Dans une décision du 7 janvier 2013, la chambre criminelle de la Cour de cassation a cassé un arrêt de la cour d'appel de Versailles qui avait jugé légal« un stratagème» pour obtenir en garde à vue les aveux de deux braqueurs présumés.

Au visa de l’article 6 de la Convention européenne des droits de l’homme, relatif au droit à un procès équitable, la chambre criminelle a en effet jugé que  la conjugaison de trois éléments (une mesure de garde à vue, le placement dans une cellule contigüe à celle du complice présumé et la sonorisation des locaux) caractérisait l’existence d’un « stratagème constituant un procédé déloyal » de la part des enquêteurs.

Retour sur les faits :

Le 16 février 2012, trois hommes braquent une bijouterie au Vésinet, dans les Yvelines.

L’un des braqueurs présumé avait été arrêté, avec de solides preuves contre lui, et des soupçons pesaient sur d’autres personnes vues à proximité de la bijouterie auprès de véhicules peu de temps avant les faits. La police a placé l’un des présumés complices en garde à vue dans une cellule attenante à celle de la personne arrêtée, dont l’ADN avait été relevé sur les lieux. Les enquêteurs de la brigade de répression du banditisme ont demandé l’autorisation de procéder à la sonorisation des cellules de garde à vue, la circonstance de l’infraction en bande organisée étant mise en avant. Le juge d’instruction a autorisé la mise sur écoute, conformément aux dispositions de l’article 706-96 du code de procédure pénale. Des éléments de preuve ont ainsi pu être recueillis par les enquêteurs, le complice présumé ayant imprudemment dialogué avec son voisin de cellule de garde à vue pendant la nuit et ayant reconnu sa participation au braquage.

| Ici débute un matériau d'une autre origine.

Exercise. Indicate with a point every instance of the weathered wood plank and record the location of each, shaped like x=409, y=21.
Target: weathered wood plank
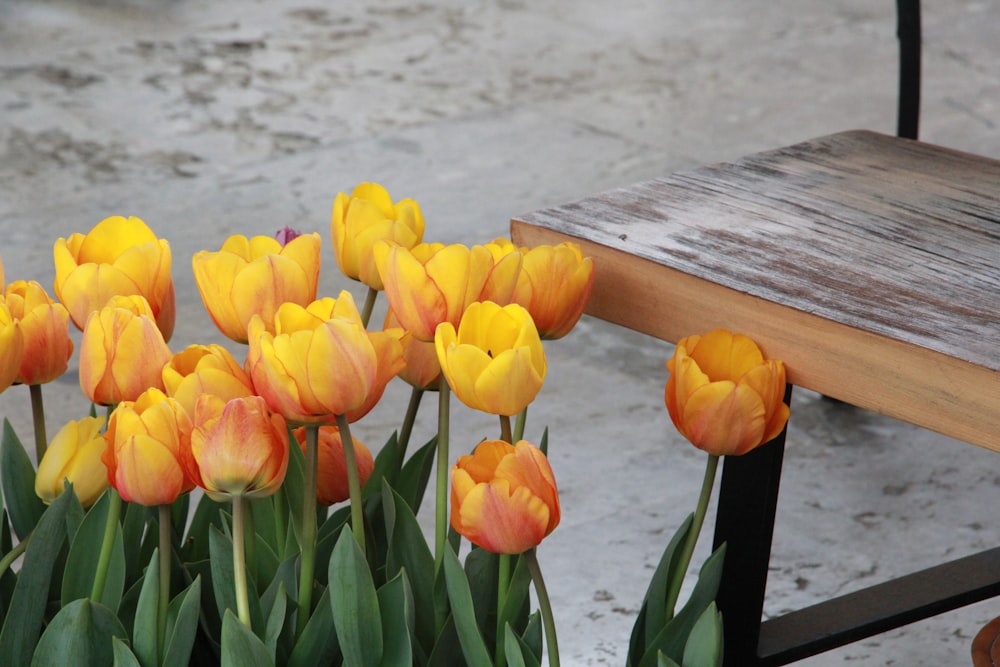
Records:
x=870, y=264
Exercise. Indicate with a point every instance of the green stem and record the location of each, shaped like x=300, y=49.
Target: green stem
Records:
x=308, y=546
x=505, y=432
x=239, y=560
x=548, y=621
x=441, y=490
x=353, y=481
x=699, y=519
x=38, y=417
x=411, y=416
x=104, y=559
x=164, y=600
x=366, y=311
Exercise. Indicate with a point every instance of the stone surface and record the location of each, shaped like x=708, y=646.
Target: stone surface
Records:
x=208, y=119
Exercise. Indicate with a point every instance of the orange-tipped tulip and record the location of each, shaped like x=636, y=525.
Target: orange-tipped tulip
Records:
x=432, y=283
x=45, y=326
x=503, y=497
x=118, y=257
x=238, y=447
x=495, y=361
x=205, y=369
x=331, y=486
x=74, y=455
x=554, y=284
x=248, y=277
x=723, y=395
x=320, y=362
x=364, y=218
x=148, y=447
x=122, y=353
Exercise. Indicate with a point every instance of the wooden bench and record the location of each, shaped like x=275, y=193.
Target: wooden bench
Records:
x=870, y=265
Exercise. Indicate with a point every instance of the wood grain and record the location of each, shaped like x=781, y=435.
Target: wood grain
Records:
x=869, y=264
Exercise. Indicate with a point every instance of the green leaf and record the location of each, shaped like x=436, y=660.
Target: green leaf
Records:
x=81, y=563
x=355, y=604
x=80, y=634
x=27, y=608
x=240, y=646
x=17, y=477
x=473, y=647
x=704, y=645
x=185, y=609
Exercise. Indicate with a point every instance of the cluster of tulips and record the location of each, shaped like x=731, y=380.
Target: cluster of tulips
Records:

Une manœuvre déloyale contraire aux principes posés par le Code de Procédure Pénale et la Convention Européenne de Sauvegarde des Droits de l’Homme :

Appliquant le principe de la loyauté de la preuve et sa jurisprudence constante sur le sujet, la Cour de cassation a considéré que la chambre de l’instruction l’avait méconnu, malgré la régularité de la mesure de sonorisation et malgré le placement en garde à vue pour des motifs réguliers. Les avocats du demandeur au pourvoi avaient, quant à eux, mis en avant le principe de l’inadmissibilité des éléments de preuves recueillis lors de la garde à vue en dehors de toute audition. Ils faisaient valoir que les preuves ainsi recueillies par les enquêteurs contrevenaient au droit au repos du gardé à vue, au droit de garder le silence et au droit ne ne pas s’auto-incriminer.

La Cour a ainsi estimé que porte atteinte « au droit à un procès équitable et au principe de loyauté des preuves le stratagème qui en vicie la recherche par un agent de l'autorité publique », et que ce stratagème constitue bel et bien « un procédé déloyal de recherches des preuves, lequel a amené Meshal H. à s'incriminer lui-même au cours de sa garde à vue ».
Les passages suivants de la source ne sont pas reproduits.